Radiated tortoises are one of the world’s rarest tortoises. This species naturally resides in the south and southwestern regions of Madagascar. Radiated tortoises are critically endangered due to a loss of habitat, being poached for food, and pet trade exploitation. It is illegal to export and import radiated tortoises as a critically endangered species. However, people still smuggle radiated tortoises out of Madagascar. Recently, Eden Reforestation Projects stopped eight radiated tortoises from being smuggled and nursed them back to health at the Eden Nature Center in Mahajanga.


There are over 150 species of chameleons. Two-thirds of all of these chameleon species are endemic to Madagascar and over fifty percent of them are threatened with extinction. The Belalanda chameleon, bizarre-nosed chameleon, and Namoroka leaf chameleon are three examples of chameleon species that are critically endangered. Deforestation and pet trade are the primary reasons the chameleon population is declining. To prevent chameleons from becoming extinct, protection of the species and their habitat is critical.
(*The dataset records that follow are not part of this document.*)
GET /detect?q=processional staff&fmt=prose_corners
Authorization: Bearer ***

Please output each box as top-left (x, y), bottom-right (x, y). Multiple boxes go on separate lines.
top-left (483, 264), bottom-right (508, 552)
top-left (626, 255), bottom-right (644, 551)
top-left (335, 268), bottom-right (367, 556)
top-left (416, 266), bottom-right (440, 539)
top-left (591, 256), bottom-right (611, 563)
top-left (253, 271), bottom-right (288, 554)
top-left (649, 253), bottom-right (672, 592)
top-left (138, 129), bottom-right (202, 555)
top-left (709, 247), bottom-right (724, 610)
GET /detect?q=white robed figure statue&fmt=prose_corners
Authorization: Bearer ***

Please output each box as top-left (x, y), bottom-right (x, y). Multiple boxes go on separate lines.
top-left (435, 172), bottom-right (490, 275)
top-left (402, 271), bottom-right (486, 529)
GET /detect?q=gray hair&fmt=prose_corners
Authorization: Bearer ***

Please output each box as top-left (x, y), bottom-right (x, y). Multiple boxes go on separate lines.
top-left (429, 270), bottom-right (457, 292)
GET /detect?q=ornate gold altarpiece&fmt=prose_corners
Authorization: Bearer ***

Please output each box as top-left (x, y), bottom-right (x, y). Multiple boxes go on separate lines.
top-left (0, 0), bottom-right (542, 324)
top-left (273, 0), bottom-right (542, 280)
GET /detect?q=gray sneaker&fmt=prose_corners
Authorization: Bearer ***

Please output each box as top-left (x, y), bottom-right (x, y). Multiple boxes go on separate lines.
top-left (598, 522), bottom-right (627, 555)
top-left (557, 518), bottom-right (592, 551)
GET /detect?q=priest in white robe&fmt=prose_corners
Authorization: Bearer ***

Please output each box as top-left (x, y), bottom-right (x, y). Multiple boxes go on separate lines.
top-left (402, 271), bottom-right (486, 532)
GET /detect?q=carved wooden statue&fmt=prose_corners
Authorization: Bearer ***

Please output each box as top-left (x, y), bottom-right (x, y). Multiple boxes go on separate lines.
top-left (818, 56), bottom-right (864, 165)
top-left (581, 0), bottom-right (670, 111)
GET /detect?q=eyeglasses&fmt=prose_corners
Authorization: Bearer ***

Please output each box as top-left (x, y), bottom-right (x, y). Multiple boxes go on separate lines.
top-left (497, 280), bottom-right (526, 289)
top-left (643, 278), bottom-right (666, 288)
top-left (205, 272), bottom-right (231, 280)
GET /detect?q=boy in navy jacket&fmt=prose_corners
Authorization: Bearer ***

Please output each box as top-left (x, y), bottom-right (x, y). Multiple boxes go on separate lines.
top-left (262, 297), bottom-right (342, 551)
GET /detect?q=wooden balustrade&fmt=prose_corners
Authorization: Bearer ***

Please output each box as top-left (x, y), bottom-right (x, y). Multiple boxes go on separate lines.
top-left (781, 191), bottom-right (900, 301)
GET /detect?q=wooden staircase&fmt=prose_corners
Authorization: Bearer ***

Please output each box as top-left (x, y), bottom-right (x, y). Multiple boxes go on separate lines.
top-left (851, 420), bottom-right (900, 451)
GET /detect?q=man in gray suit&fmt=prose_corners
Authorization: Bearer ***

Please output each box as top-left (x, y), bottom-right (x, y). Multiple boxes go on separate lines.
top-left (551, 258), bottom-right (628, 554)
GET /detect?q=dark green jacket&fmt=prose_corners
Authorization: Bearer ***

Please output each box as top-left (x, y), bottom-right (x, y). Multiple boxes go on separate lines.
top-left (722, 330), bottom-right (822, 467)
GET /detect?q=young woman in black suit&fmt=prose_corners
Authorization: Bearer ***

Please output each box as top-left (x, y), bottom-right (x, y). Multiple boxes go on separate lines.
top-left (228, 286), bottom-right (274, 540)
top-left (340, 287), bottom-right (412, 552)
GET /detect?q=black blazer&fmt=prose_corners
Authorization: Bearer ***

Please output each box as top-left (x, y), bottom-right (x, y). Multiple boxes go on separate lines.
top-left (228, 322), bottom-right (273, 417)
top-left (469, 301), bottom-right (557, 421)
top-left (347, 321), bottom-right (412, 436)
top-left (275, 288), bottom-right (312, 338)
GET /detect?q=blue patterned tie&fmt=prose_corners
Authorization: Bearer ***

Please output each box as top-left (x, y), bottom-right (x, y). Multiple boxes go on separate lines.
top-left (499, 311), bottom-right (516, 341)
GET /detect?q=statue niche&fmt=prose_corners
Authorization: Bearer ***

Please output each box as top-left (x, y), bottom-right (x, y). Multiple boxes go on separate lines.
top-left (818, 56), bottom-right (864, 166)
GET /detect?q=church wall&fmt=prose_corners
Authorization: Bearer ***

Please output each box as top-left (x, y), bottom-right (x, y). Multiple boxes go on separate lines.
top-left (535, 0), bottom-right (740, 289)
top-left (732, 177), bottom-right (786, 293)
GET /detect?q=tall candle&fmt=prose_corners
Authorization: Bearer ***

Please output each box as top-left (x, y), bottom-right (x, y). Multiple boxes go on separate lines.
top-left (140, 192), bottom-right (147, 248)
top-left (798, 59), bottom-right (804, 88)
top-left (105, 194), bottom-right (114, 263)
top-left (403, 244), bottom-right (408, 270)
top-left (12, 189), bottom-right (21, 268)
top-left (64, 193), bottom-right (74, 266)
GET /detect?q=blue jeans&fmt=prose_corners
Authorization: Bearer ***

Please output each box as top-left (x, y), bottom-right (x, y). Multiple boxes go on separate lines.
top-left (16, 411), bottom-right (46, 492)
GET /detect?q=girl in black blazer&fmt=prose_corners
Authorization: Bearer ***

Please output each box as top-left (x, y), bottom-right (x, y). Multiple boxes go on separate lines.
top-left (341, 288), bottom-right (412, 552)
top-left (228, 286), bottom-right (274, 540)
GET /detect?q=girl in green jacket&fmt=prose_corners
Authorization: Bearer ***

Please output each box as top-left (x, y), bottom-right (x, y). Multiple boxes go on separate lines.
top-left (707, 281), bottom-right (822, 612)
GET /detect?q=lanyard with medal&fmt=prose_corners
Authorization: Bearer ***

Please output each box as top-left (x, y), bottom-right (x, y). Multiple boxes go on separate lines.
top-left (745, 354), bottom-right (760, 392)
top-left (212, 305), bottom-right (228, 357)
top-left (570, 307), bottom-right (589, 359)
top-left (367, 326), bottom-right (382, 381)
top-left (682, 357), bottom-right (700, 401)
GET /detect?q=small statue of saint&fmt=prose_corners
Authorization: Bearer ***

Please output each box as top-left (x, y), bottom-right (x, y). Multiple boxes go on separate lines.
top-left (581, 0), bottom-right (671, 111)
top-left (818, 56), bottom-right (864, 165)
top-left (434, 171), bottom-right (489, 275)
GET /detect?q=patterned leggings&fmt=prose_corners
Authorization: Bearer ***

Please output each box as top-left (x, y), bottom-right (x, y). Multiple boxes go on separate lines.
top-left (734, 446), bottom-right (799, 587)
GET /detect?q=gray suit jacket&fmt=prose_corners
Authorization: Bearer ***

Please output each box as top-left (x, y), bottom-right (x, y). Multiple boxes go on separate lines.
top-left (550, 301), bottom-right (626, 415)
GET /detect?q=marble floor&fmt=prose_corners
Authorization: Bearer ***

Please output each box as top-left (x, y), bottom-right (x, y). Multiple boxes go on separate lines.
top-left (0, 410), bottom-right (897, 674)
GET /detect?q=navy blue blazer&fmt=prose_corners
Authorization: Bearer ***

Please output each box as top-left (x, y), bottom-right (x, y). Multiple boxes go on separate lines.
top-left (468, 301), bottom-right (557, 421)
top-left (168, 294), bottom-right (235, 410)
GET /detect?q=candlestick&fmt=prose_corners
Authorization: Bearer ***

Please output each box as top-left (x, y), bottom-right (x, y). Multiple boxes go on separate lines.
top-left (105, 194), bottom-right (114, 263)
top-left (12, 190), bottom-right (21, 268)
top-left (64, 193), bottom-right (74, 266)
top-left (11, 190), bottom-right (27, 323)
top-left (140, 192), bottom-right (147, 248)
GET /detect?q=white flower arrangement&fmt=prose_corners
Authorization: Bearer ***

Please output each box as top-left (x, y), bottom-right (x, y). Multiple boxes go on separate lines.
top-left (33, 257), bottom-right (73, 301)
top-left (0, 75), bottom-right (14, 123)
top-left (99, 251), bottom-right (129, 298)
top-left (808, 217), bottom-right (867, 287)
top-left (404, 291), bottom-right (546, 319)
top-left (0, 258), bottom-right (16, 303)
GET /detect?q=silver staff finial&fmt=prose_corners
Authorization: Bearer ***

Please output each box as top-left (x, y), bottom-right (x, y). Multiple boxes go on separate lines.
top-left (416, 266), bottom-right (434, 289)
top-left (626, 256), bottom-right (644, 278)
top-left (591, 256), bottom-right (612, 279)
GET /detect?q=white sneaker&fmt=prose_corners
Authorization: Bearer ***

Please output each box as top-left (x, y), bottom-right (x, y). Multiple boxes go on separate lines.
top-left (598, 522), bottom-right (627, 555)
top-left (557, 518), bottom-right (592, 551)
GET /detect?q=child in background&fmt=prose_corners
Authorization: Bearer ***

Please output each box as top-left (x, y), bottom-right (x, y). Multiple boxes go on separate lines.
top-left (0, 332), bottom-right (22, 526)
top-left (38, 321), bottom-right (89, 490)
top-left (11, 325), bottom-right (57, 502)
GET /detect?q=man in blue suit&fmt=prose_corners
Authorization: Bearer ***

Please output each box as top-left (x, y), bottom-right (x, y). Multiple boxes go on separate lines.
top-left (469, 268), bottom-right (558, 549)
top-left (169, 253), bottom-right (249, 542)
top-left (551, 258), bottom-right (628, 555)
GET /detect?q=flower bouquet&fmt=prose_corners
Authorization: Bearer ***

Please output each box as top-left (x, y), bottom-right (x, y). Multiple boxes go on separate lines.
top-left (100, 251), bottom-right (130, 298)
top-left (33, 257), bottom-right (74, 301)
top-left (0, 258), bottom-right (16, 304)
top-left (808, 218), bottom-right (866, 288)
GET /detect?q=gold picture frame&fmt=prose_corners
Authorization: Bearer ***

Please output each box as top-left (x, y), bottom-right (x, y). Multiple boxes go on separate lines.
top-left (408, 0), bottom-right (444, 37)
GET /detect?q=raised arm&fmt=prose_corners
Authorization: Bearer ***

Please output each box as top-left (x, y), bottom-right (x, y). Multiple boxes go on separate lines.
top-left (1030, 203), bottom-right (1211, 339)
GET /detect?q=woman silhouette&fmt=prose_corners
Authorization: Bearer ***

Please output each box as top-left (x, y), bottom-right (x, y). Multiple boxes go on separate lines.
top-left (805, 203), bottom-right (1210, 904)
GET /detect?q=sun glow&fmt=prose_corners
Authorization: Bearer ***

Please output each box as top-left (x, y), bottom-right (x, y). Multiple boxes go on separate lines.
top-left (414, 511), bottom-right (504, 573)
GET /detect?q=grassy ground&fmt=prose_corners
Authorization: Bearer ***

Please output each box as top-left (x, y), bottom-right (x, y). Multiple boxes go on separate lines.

Protecting Endangered Species

As poaching and deforestation continue, the risk of extinction increases for all of the species in Madagascar. Eden Reforestation Projects is taking action to protect and restore natural habitats through their Employ-to-Plant methodology. They have hired hundreds of local villagers in Madagascar to restore their forests by planting trees. To this day, over 309 million trees have been planted in Madagascar, and thousands more are being planted every day. Eden Reforestation Projects is partnered with two National Park systems in Madagascar to reforest and revive endangered species’ natural habitat. The projects ’ restoration efforts are bringing back the forests and creating a haven for many of the endangered species in Madagascar.

Eden Reforestation Projects further protects endangered and vulnerable species through the Eden Nature Center. Some of these species include the aye-aye, the flat-tailed spider tortoise, the fossa, the madagascan flying fox and the madagascar sea-eagle. Employees of Eden Reforestation Projects safely retrieve species that are in danger due to smuggling, poaching, injuries, and more. At the Eden Nature Center, species are nursed back to health and are protected from further harm. These species are either released back into their natural habitat or within the Nature Center’s forest to continue wildlife conservation efforts.